Visa vs Mastercard: Which is better?
Both Visa and Mastercard offer convenient worldwide access, card security and other perks. But how do they compare?
When it comes to choosing a credit card, debit card or prepaid card, you usually have the option of a Visa or a Mastercard. These are the two major card-processing companies used in the UK, followed by American Express.
Each Visa or Mastercard credit card is independently issued by a bank or other provider that also offers a range of features and services to customers across their networks. Most banks and card providers don’t give you a choice between Mastercard or Visa, so you’ll probably find it more relevant to your decision-making process to focus on the features offered by a particular card and the provider in general.
Generally, there are very little differences between the two networks and you will rarely deal with Visa or Mastercard directly (it would usually be through your card provider). However, if you’re trying to decide between these two options, here we compare Visa and Mastercard features side-by-side to see how they stack up.

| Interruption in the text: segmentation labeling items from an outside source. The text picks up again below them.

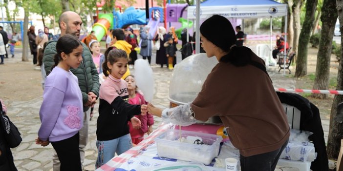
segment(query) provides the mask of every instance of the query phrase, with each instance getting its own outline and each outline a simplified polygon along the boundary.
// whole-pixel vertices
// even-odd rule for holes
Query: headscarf
[[[170,29],[169,29],[169,32],[172,32],[172,36],[174,37],[174,42],[177,42],[179,39],[177,38],[177,36],[176,36],[176,34],[175,33],[175,27],[174,27],[174,26],[171,27]]]
[[[161,30],[161,32],[160,32],[160,30]],[[167,30],[166,30],[164,27],[162,26],[158,27],[158,37],[160,38],[162,41],[163,41],[163,35],[165,35],[166,33]]]
[[[44,36],[44,34],[45,33],[44,33],[43,30],[42,29],[38,30],[38,36],[39,36],[40,38],[43,38],[43,36]]]

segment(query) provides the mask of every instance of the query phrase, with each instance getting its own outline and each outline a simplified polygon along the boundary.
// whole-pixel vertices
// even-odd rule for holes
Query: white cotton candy
[[[139,59],[134,62],[134,78],[138,89],[147,101],[151,102],[155,93],[152,70],[146,60]]]

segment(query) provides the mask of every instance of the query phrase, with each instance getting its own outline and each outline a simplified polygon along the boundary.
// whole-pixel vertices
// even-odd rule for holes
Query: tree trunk
[[[10,21],[12,20],[12,19],[11,18],[11,15],[10,15],[9,10],[8,9],[8,0],[4,0],[3,2],[3,6],[4,6],[6,10],[6,18],[7,18],[7,20]],[[12,30],[12,33],[13,33],[15,31],[14,25],[13,23],[10,23],[10,26],[11,26],[11,29]]]
[[[299,37],[300,36],[300,30],[301,26],[300,24],[300,15],[301,13],[301,6],[304,0],[294,0],[293,5],[292,6],[292,12],[293,14],[293,28],[294,30],[294,36],[293,37],[293,51],[295,51],[296,54],[298,54],[298,47],[299,42]],[[293,59],[295,61],[297,61],[298,57],[296,56]]]
[[[338,11],[338,19],[340,21],[340,30],[343,33],[343,0],[336,0],[336,5]],[[343,35],[341,35],[341,44],[343,44]],[[337,73],[337,90],[343,90],[343,46],[341,46],[340,65]],[[327,156],[329,159],[337,160],[341,146],[341,139],[343,137],[343,124],[334,120],[337,113],[337,105],[343,101],[343,95],[335,95],[331,113],[330,115],[330,129],[327,139]]]
[[[334,2],[336,3],[336,2]],[[318,10],[318,14],[317,15],[316,17],[316,21],[315,21],[314,25],[313,25],[313,29],[312,29],[312,34],[314,35],[316,34],[316,31],[318,29],[318,26],[319,25],[319,19],[321,19],[321,17],[322,16],[322,10]]]
[[[28,26],[28,9],[24,8],[24,36],[22,38],[22,56],[21,57],[21,61],[28,61],[28,36],[27,36],[27,27]]]
[[[69,0],[62,0],[62,12],[70,11],[70,7],[69,6]]]
[[[45,27],[45,22],[44,20],[44,15],[43,13],[41,13],[41,16],[42,16],[42,21],[43,22],[43,27]]]
[[[293,5],[293,0],[288,0],[287,1],[288,4],[288,15],[287,16],[288,27],[287,28],[287,42],[288,44],[293,47],[293,38],[294,37],[294,30],[293,29],[293,13],[292,11],[292,6]]]
[[[316,9],[318,0],[306,1],[306,14],[302,24],[302,29],[299,38],[299,50],[298,51],[298,61],[294,76],[296,77],[305,76],[307,74],[307,52],[308,42],[311,32],[313,28]]]
[[[322,23],[319,41],[318,53],[317,55],[316,77],[313,90],[328,90],[330,76],[330,61],[332,49],[335,25],[338,13],[336,9],[336,1],[324,0],[322,8],[322,15],[321,20]],[[326,99],[326,94],[314,94],[312,97]]]

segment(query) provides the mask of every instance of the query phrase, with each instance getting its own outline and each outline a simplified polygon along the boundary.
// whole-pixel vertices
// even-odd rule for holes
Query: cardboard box
[[[337,160],[337,171],[343,171],[342,155],[343,155],[343,139],[341,140],[341,150],[340,150],[340,153],[338,154],[338,159]]]

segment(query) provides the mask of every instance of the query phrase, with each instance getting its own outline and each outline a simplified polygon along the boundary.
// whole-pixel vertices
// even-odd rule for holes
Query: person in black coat
[[[192,38],[191,37],[191,35],[188,34],[188,41],[192,41]],[[187,43],[188,42],[187,41],[187,29],[186,28],[185,28],[183,30],[182,30],[182,32],[181,33],[181,41],[182,41],[182,49],[186,49],[186,48],[189,48],[190,49],[189,50],[192,51],[192,50],[191,50],[191,49],[192,48],[192,45],[191,45],[189,44],[187,44]],[[188,47],[189,45],[190,45],[189,46],[191,46],[191,48],[189,48],[190,47]],[[187,54],[189,55],[186,55],[186,54],[185,54],[183,53],[181,53],[181,55],[182,57],[182,60],[184,59],[185,58],[187,57],[188,56],[191,55],[190,54]]]
[[[2,36],[2,38],[3,39],[3,43],[5,45],[5,51],[6,51],[5,58],[8,58],[7,49],[6,48],[6,45],[7,44],[7,43],[8,43],[8,37],[7,36],[7,33],[3,30],[2,26],[0,26],[0,34],[1,34],[1,35]]]
[[[170,37],[168,38],[168,40],[164,43],[164,46],[166,47],[166,56],[168,58],[168,68],[172,70],[174,68],[173,62],[176,59],[175,57],[177,51],[176,44],[173,38]]]
[[[27,36],[29,38],[29,45],[31,54],[33,55],[33,64],[37,63],[37,45],[36,44],[36,33],[35,33],[35,26],[30,27],[29,31],[27,32]]]
[[[166,47],[163,45],[167,41],[167,31],[163,27],[158,27],[158,33],[156,35],[154,40],[155,42],[160,41],[160,48],[156,51],[156,63],[161,65],[161,68],[163,65],[167,65],[167,59],[166,57]],[[167,66],[168,67],[168,66]]]
[[[6,107],[1,105],[2,99],[0,99],[0,117],[2,117],[0,115],[6,114]],[[5,130],[1,123],[0,122],[0,171],[17,171],[11,149],[5,140]]]

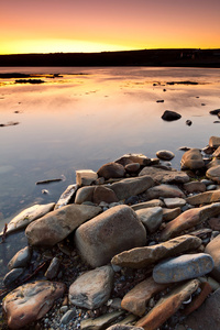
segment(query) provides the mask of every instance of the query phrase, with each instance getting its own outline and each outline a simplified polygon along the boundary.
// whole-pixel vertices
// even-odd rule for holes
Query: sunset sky
[[[0,54],[220,48],[220,0],[1,0]]]

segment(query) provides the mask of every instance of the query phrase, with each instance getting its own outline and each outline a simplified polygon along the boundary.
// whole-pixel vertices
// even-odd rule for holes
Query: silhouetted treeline
[[[0,66],[220,67],[220,50],[143,50],[102,53],[0,55]]]

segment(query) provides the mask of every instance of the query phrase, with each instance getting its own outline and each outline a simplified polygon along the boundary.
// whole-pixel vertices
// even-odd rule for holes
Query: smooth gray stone
[[[196,278],[213,270],[213,260],[206,253],[184,254],[158,263],[153,270],[156,283],[176,283]]]

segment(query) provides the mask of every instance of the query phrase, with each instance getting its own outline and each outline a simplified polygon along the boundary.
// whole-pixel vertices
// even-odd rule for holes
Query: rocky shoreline
[[[2,329],[218,329],[220,138],[175,155],[128,154],[76,172],[59,200],[6,226]]]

What are Visa and Mastercard?
Visa and Mastercard provide the technology and networks required for processing card payments. So if you buy an item with a Visa credit card, for example, the transaction will be processed on Visa’s network from the shop to the relevant bank or banks (including your own). Similarly, Mastercard credit card transactions are processed via the Mastercard payment network. These two companies are the largest card processors in the world, and their cards are accepted at millions of shops and other providers all over the globe. Generally, you will find most shops accept both Visa and Mastercard payments.
Individual banks and other financial institutions issue Visa or Mastercard credit cards based on the payment processing network they want to use. Whichever network is used, the company’s logo will be visible on the card. A few providers even offer both Visa and Mastercard options. In regards to specific card features, such as interest rates, annual fees, rewards programmes and introductory offers, it is ultimately the card issuer that decides what will be available on specific cards.
Traditionally, Visa has dominated the UK debit card market, but this is set to change. Santander and TSB will start issuing Mastercard debit cards in 2019, joining Virgin Money, Citibank, Clydesdale Bank, Yorkshire Bank and Metro Bank, which already provide Mastercard debit cards.